Мы подчинились и стихия сразу пошла на убыль. Где-то вдалеке послышались аккордеонные звуки, и мы, становясь то полупрозрачными, то невидимыми, начали совершать знаменитые тацевальные переходы вокруг нижней части люстры.
- Вчера на базу французские парики завезли. Говорят, Людовика шестнадцатая. Взять тебе? - пробулькал мужчина.
- Дорого? - спросила женщина.
- Дорого, - успокоил мужчина.
- Тогда бери!
Некоторое время оба тянули из трубочек чай, а мы осваивались с новой ситуацией и обнаруживали, что можем видеть происходящее не только сверху и снизу, но отовсюду! И если для нас это было не в новинку, то удивительно было то, что и Сеня с Аполлоном, а тем более Клава, тоже восприняли произошедшее как обычное и должное.
- Турпенбаевы в Италию собираются, - важно прогромыхал мужчина.
- Что? Эта жирная Брекекешка едет в Италию? - отшатнулась женщина.

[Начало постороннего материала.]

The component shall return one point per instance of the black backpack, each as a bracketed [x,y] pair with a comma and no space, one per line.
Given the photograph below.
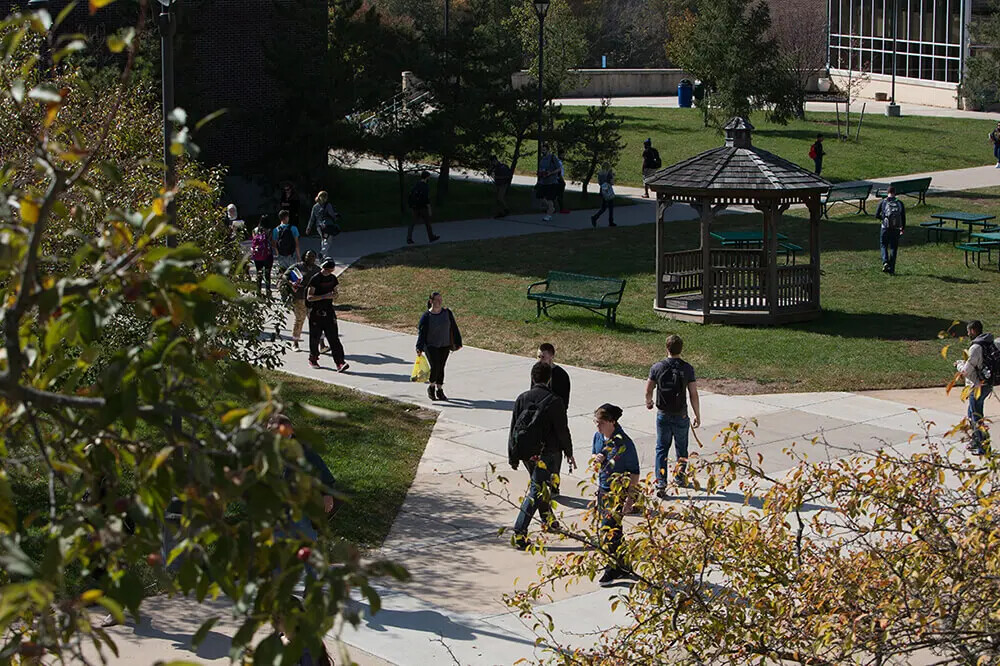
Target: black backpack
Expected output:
[286,241]
[990,371]
[670,386]
[528,430]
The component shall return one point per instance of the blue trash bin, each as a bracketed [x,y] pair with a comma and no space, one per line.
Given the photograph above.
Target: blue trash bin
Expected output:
[685,93]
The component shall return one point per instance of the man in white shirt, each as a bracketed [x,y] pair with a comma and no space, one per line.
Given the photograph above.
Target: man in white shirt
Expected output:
[980,372]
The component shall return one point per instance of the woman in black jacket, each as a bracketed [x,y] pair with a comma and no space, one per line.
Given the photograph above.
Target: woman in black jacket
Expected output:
[437,336]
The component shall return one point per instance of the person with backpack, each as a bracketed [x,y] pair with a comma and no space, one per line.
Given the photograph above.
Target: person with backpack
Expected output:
[502,176]
[262,255]
[673,380]
[420,205]
[892,214]
[816,153]
[437,336]
[982,373]
[285,242]
[324,219]
[539,436]
[995,140]
[297,278]
[606,181]
[560,385]
[651,163]
[616,457]
[549,170]
[322,317]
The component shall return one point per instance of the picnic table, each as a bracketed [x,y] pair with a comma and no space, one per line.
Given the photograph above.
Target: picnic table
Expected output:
[958,217]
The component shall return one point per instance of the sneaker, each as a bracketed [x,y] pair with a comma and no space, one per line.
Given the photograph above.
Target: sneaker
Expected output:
[611,574]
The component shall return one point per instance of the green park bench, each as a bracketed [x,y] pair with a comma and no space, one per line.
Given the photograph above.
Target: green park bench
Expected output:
[977,249]
[914,187]
[846,193]
[598,294]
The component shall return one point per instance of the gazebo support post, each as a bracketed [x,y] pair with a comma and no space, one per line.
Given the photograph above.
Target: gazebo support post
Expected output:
[707,213]
[815,213]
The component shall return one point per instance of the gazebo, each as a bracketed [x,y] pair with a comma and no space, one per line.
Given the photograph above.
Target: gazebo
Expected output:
[741,281]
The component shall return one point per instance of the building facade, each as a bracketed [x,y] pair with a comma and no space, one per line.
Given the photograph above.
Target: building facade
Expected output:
[925,42]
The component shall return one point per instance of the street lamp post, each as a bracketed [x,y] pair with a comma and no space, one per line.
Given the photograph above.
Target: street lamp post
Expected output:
[893,109]
[44,56]
[168,27]
[541,9]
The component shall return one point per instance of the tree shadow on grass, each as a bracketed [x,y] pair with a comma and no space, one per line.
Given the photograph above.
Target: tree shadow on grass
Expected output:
[877,325]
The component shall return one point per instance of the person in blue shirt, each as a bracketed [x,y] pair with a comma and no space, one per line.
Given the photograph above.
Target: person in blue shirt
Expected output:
[614,455]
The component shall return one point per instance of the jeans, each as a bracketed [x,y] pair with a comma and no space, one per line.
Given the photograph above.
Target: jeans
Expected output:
[675,428]
[976,407]
[423,214]
[437,357]
[606,205]
[537,497]
[889,242]
[324,323]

- Не переживай, не переживай! - успокоил мужчина. - Вот достану Шаке то, что нужно Абеке, Абеке достанет то, что нужно Саке, Саке достанет то, что нужно там... - мужчина ткнул пальцем в потолок. - И тогда мы с тобой попадём в Бангладеш!
- А это далеко?
- У-у! Дальше, чем Италия.
- Тогда хорошо-о, - довольно протянула женщина, и тут же за юртой послышались приближающиеся громоподобные крики и причитания:
- Ой-вой-вой-вой-вой-вой-вой! Ой-бой-бой-бой-бой-бой-бой!..
- Сын идёт! - обрадовался мужчина, и тут же в юрту вбежал, весь в модных джинсовых лахмотьях здоровенный оболтус-кукла со старым журналом “Новый фильм” в руке.
- Ой-вой-вой-вой-вой-вой-вой! Ой-бой-бой-бой-бой-бой-бой!.. - продолжил он, бегая по юрте.
- Опять проигрался, - вздохнула мать.
- Не расстраивайся, сынок, не расстраивайся - деньги есть! - попытался успокоить отец, но сын только схватился за голову и ещё сильнее запричитал.
Мать покачала головой:
- Э-э! Экзамен провалил?
- Фу! - выдохнул отец. - Не расстраивайся, сынок, - деньги есть!
- Ой-вой-вой-вой-вой-вой-вой! Ой-бой-бой-бой-бой-бой-бой!.. – ещё громче запричитал отпрыск.
- Э-э! Опять с друзьями поругался?
- Поссорился с друзьями, с девчонкой поругался - ерунда! Всех купим! - усмехнулся папаша, на что сын лишь презрительно сплюнул:
- Дураки! Я женюсь!
- А!.. А!.. А!.. - раздалось в ответ, и это не были междометия радости.
Мало того, что оба родителя подавились чаем, но папаша умудрился ещё и проглотить коктейльную трубочку.
- О!.. О!.. О!.. - ухватившись за живот, стонал он всё громче и громче.
Кашляя, мать кинулась к нему.
- Ч... ч... что с тобой? Что?.. - просипела она.
- Тру... Трубочку проглотил... О!.. О!..
- На, заешь! Быстро! Быстро!
Мамаша одной рукой ткнула в лицо мужа кусок хлеба, а другой остервенело захлопала его по загривку.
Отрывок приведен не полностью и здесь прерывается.